Con César tenían una costumbre que Carmela había abandonado luego de su muerte, dos años atrás. El primer lunes de cada mes, elegían un número (casi siempre era el resultado del último partido de fútbol que César hubiese visto) y se dirigían a la lotería de la esquina. Se habían prometido que, si ganaban algo de plata, lo sumarían a sus ahorros y harían un viaje cuando cumplieran los setenta años de vida, de los cuales cincuenta los habrían pasado casados. Sin embargo, César había fallecido a los sesenta y nueve años, sin cumplir el proyecto. Cerca del mediodía, con sus diecisiete pimpollos aún resonándole en la cabeza, Carmela recordó la costumbre que había abandonado y se sorprendió al descubrir que ese día era el primer lunes de Septiembre. En un impulso, decidió jugarle al diecisiete.
Mientras caminaba hacia la lotería, fantaseó con la idea de ganar un poco de dinero y realizar el viaje sola, en memoria a su compañero de vida. Sin embargo, para cuando hubo llegado a la esquina, la fantasía había dado paso a una realidad aplastante: César ya no estaba, y ella ya había cumplido los setenta y un años. Aunque ganara el dinero, el proyecto carecía de sentido al haberse derrumbado los pilares que lo sostenían. A pesar de todo y sin saber muy bien por qué, decidió apostar a sus pimpollos.
- Hola Quique, ¿cómo anda? Tanto tiempo sin verlo – La mujer estaba sorprendida. Quique era el dueño de la lotería, que funcionaba hacía ya veinte años. Sin embargo, era raro verlo últimamente. A pesar de tener la misma edad que Carmela, los años habían hecho mella en su salud y le era imposible permanecer en el negocio durante muchas horas.

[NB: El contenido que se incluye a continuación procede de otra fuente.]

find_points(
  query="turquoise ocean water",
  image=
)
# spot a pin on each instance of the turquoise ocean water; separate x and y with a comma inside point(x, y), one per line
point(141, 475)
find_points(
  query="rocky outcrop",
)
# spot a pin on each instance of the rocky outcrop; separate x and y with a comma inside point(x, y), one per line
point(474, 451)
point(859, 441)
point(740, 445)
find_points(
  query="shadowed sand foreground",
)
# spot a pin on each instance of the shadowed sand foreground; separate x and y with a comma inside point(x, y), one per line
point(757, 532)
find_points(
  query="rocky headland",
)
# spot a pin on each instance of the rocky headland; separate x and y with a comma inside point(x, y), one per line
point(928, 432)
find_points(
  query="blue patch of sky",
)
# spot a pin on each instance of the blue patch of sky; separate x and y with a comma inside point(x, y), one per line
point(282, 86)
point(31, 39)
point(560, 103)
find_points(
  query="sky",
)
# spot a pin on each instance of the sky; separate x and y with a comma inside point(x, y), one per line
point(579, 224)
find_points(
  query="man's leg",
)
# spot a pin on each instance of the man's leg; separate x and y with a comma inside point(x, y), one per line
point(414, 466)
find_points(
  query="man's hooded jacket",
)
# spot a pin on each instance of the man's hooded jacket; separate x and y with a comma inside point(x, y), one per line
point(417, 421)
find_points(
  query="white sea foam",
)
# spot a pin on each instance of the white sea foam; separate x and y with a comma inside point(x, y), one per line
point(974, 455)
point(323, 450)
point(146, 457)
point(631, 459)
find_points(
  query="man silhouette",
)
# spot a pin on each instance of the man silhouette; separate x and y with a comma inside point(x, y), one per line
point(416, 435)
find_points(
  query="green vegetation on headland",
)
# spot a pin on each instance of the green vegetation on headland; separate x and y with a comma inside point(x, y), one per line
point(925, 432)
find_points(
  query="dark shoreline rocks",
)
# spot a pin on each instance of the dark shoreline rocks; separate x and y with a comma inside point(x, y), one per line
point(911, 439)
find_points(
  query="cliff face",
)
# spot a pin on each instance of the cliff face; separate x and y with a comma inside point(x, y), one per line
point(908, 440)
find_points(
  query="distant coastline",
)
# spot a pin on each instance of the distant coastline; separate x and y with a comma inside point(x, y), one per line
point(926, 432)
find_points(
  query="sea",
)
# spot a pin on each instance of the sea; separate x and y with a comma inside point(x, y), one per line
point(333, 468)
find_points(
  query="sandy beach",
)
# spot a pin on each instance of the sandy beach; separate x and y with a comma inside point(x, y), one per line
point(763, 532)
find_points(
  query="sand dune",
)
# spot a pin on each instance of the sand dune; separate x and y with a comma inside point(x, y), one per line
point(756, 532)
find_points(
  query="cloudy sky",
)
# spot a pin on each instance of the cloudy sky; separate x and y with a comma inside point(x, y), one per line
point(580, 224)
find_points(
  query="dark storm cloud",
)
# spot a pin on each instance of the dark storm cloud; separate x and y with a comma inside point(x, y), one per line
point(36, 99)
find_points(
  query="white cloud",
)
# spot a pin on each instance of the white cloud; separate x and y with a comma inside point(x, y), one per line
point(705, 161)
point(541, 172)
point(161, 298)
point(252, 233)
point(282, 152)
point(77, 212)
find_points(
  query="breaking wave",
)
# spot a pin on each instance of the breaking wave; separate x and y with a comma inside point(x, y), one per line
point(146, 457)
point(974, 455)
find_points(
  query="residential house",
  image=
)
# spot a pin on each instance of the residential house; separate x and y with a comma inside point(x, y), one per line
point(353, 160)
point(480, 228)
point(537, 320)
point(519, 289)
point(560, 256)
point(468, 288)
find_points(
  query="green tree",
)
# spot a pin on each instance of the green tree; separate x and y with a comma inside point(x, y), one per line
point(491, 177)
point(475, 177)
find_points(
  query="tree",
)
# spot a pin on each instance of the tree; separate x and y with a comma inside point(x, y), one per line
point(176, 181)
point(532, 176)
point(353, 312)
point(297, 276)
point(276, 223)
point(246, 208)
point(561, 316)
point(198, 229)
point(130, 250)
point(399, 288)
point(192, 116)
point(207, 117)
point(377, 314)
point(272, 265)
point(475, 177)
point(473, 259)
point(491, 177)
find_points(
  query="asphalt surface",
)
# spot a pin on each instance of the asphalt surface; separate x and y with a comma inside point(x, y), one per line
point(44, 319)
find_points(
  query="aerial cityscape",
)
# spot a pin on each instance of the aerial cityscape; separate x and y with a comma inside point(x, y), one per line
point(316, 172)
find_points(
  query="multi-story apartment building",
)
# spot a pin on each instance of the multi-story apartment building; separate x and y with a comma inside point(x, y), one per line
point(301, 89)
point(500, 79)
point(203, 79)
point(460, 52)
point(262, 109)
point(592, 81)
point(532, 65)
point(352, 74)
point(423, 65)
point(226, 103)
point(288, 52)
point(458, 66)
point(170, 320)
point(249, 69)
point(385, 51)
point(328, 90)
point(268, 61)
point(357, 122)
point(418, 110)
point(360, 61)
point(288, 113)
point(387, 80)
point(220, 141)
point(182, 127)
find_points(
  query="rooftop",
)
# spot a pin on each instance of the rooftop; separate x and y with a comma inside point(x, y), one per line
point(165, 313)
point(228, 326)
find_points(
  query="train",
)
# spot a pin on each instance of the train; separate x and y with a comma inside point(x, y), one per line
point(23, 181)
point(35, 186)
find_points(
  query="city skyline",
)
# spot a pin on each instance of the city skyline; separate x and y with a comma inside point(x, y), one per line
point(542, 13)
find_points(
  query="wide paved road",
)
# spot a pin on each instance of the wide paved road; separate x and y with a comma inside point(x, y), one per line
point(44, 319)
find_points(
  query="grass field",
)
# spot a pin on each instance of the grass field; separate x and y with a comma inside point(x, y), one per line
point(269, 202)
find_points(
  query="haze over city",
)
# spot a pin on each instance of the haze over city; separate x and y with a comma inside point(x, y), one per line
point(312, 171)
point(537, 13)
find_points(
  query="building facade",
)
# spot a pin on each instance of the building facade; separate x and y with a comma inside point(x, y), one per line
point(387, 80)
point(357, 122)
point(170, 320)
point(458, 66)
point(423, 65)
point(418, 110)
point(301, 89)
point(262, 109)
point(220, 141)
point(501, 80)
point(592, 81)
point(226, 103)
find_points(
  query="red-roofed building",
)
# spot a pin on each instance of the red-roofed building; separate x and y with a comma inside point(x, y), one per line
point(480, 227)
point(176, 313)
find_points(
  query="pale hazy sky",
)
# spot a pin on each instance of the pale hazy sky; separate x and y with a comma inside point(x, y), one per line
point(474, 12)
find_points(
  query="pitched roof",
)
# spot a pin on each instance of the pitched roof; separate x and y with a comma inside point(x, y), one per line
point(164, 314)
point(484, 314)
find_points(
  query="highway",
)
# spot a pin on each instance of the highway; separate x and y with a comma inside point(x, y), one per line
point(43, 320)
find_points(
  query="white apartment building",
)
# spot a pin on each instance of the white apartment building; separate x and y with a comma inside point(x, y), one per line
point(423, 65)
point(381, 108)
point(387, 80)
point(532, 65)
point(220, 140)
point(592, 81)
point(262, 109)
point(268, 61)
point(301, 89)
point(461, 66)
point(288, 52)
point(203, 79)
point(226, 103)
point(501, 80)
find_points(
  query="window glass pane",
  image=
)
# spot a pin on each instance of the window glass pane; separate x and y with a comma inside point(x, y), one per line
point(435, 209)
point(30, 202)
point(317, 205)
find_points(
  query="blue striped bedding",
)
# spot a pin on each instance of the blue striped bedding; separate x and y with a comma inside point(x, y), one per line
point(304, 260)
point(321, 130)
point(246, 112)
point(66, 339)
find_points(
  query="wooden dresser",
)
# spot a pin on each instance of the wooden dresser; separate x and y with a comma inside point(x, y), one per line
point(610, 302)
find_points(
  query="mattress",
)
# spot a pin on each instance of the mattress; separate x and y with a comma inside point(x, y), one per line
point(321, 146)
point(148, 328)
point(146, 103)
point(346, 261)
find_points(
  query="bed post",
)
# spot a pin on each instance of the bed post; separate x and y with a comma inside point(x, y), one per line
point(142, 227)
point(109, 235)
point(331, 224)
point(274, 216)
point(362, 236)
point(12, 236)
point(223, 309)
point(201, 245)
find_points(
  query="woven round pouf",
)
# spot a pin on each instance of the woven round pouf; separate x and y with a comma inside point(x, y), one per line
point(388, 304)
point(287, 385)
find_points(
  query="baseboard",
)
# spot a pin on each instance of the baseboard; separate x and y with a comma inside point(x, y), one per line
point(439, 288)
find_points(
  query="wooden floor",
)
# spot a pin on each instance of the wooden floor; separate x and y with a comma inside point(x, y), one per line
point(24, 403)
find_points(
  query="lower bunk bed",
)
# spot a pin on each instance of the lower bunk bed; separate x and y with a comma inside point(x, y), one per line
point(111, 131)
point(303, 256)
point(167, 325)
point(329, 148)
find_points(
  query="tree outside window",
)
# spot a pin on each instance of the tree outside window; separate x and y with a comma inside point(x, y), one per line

- ¡Carmelita, qué gusto verla!. Sebastián tenía que rendir un examen hoy, así que vine a cubrirlo unas horitas. ¿Qué la trae por acá? No me diga que retomó la costumbre.
- ¡Pero qué memoria, Quique! No, no retomé la costumbre. Bah, quién sabe. Tal vez sí. Vine a jugarle diecisiete pesos al diecisiete. – al notar la cara de desconcierto del hombre, le contó lo que le había sucedido esa mañana con su nueva planta.
- Pero Carmelita, ¡qué ironía! Digo…Jugarle al diecisiete, que es la desgracia, esperando que le traiga buena suerte – El hombre había hecho el comentario a modo de broma, sin embargo a Carmela la idea le quedó dando vueltas.
Luego de pagar el boleto y guardarlo en su bolso, intercambió unas palabras más con Quique y se fue al supermercado. Durante el resto del día se sintió intranquila, sus pensamientos iban de César a sus plantas y de sus plantas a un proyecto de viaje difuso, que daba vueltas en su cabeza.
Por la noche, cuando puso el programa de la lotería y descubrió que había ganado 10 mil pesos, recordó el comentario que había hecho Quique y comprendió que sí, que todo era una gran ironía. Pero comprendió también, que tenía un viaje que planificar.